The world of parenting has its own language. Over the years, some of this vocabulary has gained wider currency, like the term “rainbow baby,” which refers to a child born after a miscarriage, stillbirth, infant death or other early loss of a child.
There’s another related term that hasn’t reached the mainstream yet: “sunshine baby.”
A sunshine baby is one who was born before a miscarriage, stillbirth, infant death or other early loss of a child. Just as a rainbow baby represents the hope after a storm, a sunshine baby represents the calm before. The child lost is often referred to as an “angel baby.”
After losing her angel baby, Angelique Zachara turned to crafting to find healing, celebrate her sunshine baby and nurture her hope for a rainbow baby.
For Zachara, a sunshine baby also represents hope. “You were able to conceive one child successfully,” she told HuffPost. “Even though that often gets brought up when going through a miscarriage, and that’s not really what you want to hear, truthfully we are lucky enough to have one, whereas some people were never given that chance or had that taken away from them.”
“Most women who encounter loss believe they are flawed or broke,” said Rachael DuVall, a follower of the Facebook page Miscarriage Mamas. “We internalize and blame ourselves for our miscarriages, so sunshine babies give the hope that it is possible and there is nothing wrong with mom and dad, it was just something that happened.”
Jessica Zucker, a clinical psychologist who specializes in women’s reproductive and maternal mental health, has researched the ways that loss affects family dynamics. She told HuffPost the idea of a sunshine baby can have different meanings for different families.
“Depending on the circumstances of the subsequent loss, mothers might look back at the naiveté they were able to relish with the ‘sunshine baby.’ This child might come to represent a period of relative calm or, at the very least, a grief-free period of parenting,” she explained.
This sentiment resonates with Zucker herself, whose second pregnancy ended in a miscarriage at 16 weeks.
“Sometimes I find myself reminiscing about who I was as a woman and a mother prior to my pregnancy loss and the maze of grief I navigated afterward,” she said. “Included in those daydreams are all the moments with my ‘sunshine baby,’ my son, who came into the world after a very smooth and peaceful pregnancy. He entered a home not tinged with remnants of mourning.”
Zucker believes that using symbols like “sunshine” and “rainbow” helps us talk about loss and hope.
“I find the terms important in that they acknowledge the complexity of pregnancy and infant loss and the pregnancies that follow,” she said. “Losing a wanted pregnancy invariably impacts the way we feel about the children we have underfoot and/or those we hold in our hearts.

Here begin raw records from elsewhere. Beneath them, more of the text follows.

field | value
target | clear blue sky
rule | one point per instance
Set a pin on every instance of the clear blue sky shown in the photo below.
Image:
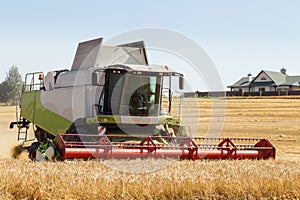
(239, 36)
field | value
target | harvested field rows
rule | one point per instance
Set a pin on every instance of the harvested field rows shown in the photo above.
(242, 179)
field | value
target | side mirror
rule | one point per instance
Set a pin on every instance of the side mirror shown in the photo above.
(181, 82)
(94, 78)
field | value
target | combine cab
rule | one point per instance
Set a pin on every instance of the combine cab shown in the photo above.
(113, 104)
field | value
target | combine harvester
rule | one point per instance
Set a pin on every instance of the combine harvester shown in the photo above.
(112, 104)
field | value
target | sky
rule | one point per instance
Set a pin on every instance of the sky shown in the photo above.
(240, 37)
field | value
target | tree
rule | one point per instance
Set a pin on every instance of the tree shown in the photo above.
(12, 86)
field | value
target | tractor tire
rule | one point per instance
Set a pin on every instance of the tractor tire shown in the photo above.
(32, 150)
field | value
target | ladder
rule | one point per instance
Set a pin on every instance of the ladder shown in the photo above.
(22, 130)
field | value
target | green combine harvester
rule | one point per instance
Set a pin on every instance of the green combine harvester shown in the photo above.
(113, 104)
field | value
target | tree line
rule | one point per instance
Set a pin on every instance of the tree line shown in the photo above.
(11, 87)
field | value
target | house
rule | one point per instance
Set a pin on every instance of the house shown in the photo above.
(267, 81)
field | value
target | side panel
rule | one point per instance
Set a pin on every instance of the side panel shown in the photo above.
(33, 111)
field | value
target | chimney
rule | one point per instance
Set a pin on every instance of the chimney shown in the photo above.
(250, 77)
(283, 70)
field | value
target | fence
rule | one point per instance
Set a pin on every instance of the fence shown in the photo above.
(238, 93)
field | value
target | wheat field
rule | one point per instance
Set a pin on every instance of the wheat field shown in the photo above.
(277, 119)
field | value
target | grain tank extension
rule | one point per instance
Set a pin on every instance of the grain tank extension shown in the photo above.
(113, 104)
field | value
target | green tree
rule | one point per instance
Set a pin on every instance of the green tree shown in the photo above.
(12, 86)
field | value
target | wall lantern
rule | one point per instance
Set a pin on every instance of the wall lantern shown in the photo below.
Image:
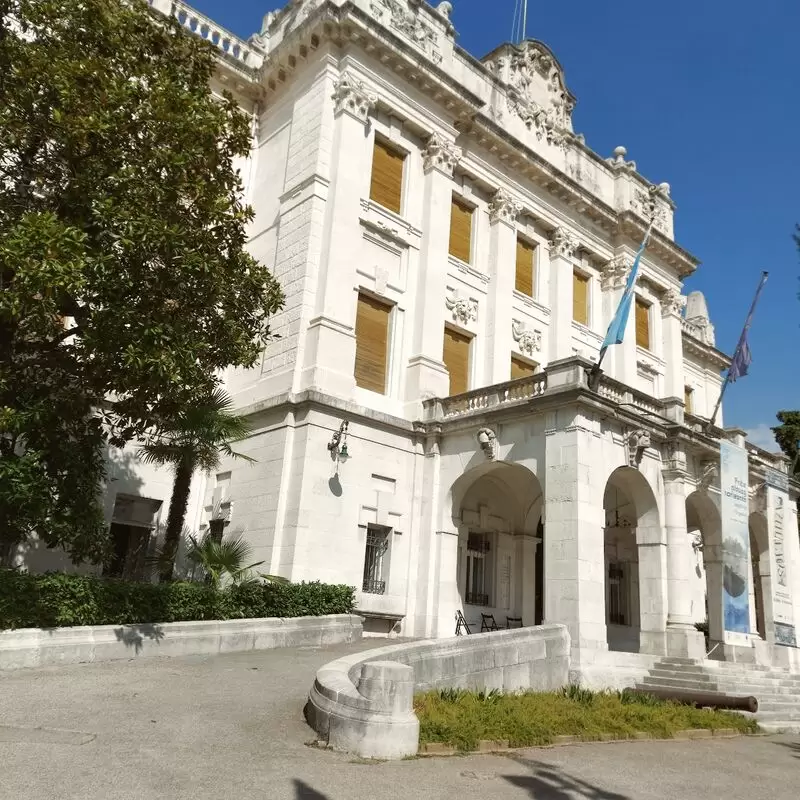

I think as a culture it behooves us to recognize just how challenging these losses can be for women and families, and these terms help ground us in that.”
But Misty Hernandez, a moderator for Miscarriage Mamas, doesn’t particularly like the term sunshine baby.

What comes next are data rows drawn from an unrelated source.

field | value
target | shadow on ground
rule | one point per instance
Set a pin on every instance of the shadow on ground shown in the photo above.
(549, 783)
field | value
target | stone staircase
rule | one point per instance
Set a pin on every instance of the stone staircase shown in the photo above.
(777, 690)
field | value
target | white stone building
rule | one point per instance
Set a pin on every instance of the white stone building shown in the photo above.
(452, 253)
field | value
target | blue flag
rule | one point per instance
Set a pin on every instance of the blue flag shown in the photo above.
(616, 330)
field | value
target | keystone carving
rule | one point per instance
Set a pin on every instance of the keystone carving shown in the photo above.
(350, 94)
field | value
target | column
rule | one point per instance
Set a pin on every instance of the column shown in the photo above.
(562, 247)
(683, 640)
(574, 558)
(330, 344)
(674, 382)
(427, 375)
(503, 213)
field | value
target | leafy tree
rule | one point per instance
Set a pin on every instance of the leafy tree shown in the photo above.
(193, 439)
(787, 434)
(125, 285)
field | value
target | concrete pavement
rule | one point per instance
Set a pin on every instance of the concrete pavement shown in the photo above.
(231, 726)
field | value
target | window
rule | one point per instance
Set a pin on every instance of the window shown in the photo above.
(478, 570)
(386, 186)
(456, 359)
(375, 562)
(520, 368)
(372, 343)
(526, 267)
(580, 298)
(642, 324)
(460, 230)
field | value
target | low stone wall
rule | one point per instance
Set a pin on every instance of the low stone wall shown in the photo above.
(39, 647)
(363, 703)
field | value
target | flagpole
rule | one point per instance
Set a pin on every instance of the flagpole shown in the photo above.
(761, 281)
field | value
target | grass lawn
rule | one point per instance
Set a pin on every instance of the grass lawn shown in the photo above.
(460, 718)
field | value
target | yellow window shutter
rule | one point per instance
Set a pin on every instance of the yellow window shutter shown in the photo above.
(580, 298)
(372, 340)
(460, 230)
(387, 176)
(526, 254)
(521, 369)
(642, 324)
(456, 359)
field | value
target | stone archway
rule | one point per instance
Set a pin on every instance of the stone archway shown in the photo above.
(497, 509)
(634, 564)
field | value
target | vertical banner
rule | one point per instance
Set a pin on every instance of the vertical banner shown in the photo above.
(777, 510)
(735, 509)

“I honestly don’t think it is a positive thing,” she told HuffPost. “The term ‘sunshine’ is taken away from any parent whose first pregnancy resulted in a loss. Some women may mourn the loss of their sunshine even more once they realize that they will never, ever experience one.”
Still, she embraces the term rainbow baby. “After every storm there is a rainbow, and rainbows bring an unimaginable amount of joy to you and even a sense of peace knowing that you have a beautiful, precious little baby,” Hernandez said.